Dizi senaristlerinin bir başka şark kurnazlığı da, "oportunist", "komprador" gibi kavramların, Karl Marx'ın bir kitabında geçtiğini, dahası ona ait olduğunu ima etmeleri. Kuşlar kitabı okuyup, Marx'ın orada (veya başka yerde!) o kavramları hiçbir zaman kullanmadığını öğrenmesinler ve bu çarpıtmaya da kıçlarıyla gülmesinler diye, kitabın ismi karartılıyor...

Oysa, aynı Kurtlar Vadisi Pusu, birkaç hafta önceki bir bölümünde, huşu deryasında yüzen önemli kahramanlarından birinin eline, "Sanat, sanatın sanatının sanatı içindir!" gibilerinden bir Osmanlıca mayıştırma misyonunun büyük davacısı; "Azam-ı şiir-i aşkım, bir Freudyen vak'a olarak süblimasyonun süblimasyonunun hangi merhalesindedir?" sorusunun timsal-i cevabyanı (Osmanlıcaya katkımdır: "Cevap arayan örneği" anlamında kullandım!) İskender Pala'nın bir kitabını tutuşturmuş, adıyla sanıyla kitabın/ yazarın reklamını yaparak okutuyordu...

2. Sahne: "İstihbarat Bölge Başkanı" "Savcı"nın makam odasına geliyor.

İstihbaratçı: "Savcı Hanım, dosyayı inceledik. Maalesef birçok haber elemanımız bizimle çalışmak istemiyor."
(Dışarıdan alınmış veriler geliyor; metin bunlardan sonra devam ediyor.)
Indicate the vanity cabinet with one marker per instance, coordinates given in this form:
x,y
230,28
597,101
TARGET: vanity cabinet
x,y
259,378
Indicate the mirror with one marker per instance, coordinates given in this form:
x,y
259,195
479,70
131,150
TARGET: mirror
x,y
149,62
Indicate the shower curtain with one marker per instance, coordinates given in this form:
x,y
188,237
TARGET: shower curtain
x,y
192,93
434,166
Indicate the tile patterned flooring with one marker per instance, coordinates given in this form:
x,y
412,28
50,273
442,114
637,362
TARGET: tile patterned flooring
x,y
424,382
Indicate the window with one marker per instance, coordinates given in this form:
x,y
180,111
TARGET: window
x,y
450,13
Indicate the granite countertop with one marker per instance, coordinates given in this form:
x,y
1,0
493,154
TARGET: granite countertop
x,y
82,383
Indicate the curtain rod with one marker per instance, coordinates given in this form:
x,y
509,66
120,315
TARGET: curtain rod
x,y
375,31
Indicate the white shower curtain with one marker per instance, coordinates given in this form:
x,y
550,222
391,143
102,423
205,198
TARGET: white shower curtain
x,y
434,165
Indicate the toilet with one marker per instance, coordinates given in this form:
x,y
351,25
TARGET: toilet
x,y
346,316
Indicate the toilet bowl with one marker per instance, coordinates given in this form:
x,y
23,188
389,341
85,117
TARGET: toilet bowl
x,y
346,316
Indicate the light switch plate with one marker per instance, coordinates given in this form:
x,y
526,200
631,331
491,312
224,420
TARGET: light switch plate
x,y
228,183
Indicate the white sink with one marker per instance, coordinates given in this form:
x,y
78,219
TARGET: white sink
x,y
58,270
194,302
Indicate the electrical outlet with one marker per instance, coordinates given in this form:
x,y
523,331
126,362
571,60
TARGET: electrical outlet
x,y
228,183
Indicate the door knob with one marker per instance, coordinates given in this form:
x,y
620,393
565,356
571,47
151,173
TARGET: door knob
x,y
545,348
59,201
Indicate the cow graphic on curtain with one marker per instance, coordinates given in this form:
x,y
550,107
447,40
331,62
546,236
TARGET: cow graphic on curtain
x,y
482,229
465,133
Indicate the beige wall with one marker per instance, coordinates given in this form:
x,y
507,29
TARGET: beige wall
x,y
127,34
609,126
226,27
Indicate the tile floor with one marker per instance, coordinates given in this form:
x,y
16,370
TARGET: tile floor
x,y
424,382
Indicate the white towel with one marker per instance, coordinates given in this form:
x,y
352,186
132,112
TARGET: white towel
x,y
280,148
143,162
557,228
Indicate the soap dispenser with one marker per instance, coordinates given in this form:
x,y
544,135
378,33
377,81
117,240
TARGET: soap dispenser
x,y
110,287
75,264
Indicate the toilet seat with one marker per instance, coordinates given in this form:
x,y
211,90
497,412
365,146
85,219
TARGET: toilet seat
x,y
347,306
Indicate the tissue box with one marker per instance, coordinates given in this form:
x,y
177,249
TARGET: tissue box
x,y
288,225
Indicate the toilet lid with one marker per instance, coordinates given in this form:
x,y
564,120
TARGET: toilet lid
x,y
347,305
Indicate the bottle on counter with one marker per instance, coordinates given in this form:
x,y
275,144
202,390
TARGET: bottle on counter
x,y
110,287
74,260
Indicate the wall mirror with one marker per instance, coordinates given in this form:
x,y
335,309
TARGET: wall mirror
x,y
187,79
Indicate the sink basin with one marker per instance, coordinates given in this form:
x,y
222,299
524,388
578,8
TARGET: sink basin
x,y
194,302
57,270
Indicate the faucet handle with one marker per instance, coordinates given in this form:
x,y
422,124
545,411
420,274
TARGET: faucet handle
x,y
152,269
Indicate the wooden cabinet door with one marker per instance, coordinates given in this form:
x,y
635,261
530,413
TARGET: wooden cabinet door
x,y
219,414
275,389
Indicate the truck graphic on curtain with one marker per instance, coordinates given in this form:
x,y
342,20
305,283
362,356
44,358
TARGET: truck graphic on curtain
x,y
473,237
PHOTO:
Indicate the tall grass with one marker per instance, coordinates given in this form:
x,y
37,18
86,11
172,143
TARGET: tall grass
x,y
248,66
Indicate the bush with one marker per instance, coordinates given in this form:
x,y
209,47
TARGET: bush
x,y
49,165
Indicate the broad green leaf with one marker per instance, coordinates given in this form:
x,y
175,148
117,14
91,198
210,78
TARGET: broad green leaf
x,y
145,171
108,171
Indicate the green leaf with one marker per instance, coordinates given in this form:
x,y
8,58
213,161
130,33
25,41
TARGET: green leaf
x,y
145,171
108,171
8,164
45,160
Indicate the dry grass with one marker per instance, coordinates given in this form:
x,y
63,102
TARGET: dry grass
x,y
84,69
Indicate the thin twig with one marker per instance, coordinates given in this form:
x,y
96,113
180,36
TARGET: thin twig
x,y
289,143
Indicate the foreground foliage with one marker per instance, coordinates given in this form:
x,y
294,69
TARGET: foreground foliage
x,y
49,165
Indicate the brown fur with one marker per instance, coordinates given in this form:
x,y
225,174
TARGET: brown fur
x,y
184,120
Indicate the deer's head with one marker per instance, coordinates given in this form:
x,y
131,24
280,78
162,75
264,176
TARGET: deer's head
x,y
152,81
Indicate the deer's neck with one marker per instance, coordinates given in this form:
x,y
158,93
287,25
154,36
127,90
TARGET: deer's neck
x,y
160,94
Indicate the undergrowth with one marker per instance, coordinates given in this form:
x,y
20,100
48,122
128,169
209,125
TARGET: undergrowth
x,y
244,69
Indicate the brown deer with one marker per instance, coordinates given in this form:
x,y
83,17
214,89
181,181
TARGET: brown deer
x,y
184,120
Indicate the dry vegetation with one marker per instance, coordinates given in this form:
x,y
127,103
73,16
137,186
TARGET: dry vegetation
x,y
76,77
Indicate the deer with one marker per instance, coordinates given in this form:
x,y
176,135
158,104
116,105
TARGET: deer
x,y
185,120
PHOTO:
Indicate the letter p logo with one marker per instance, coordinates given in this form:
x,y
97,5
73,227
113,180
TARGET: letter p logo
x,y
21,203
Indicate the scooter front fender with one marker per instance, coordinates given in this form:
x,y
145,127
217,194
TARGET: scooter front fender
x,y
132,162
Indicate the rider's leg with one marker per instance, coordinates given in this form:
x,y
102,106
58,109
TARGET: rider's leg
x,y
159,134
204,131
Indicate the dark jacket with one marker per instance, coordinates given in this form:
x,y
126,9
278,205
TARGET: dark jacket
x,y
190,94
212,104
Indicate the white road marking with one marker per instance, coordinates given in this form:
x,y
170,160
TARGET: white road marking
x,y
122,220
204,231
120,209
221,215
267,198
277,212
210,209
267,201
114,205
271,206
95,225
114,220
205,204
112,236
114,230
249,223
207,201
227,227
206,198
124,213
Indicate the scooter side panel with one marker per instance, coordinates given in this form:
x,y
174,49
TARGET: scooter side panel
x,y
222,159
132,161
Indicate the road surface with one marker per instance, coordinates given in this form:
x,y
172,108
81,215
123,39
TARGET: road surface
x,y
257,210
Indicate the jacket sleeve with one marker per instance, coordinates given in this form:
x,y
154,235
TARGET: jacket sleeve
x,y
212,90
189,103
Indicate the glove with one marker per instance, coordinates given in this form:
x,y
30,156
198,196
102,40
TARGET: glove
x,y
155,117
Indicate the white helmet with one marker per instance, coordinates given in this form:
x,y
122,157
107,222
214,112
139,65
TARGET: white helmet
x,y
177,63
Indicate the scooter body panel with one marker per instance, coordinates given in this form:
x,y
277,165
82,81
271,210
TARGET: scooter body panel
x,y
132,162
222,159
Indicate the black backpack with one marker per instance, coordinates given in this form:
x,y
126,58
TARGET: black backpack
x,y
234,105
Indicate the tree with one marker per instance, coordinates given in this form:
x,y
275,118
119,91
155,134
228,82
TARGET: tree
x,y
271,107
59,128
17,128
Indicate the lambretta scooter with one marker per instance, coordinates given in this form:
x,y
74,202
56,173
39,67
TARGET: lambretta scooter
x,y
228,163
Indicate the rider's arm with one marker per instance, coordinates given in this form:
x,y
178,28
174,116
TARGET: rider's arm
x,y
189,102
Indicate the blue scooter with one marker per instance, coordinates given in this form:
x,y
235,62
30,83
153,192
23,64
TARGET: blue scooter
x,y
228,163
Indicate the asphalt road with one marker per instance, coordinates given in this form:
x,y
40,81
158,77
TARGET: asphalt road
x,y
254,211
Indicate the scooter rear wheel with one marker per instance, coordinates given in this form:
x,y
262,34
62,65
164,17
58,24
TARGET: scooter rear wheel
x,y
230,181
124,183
Savcı Hanım: "Sizde görev yapan bazı şahıslar, Gladyo'ya hizmet ediyor."

İstihbaratçı: "Savcı Hanım, bu büyük bir itham! Neye dayanarak bunu söylüyorsunuz?"

Savcı Hanım: "Sorgulardan edindiğimiz intibah bu. Türkiye'deki Gladyo soruşturmasını ihtibarsızlaştırmak için örgütü kullanıp eylem yaptırıyorlar."

İstihbaratçı: "Her kurumda bir Gladyo var. Sizin kurumda yok mu?"

Savcı Hanım: "Ben kendi şahsımı konuşuyorum. Benim kimseyle bir bağlantım yok."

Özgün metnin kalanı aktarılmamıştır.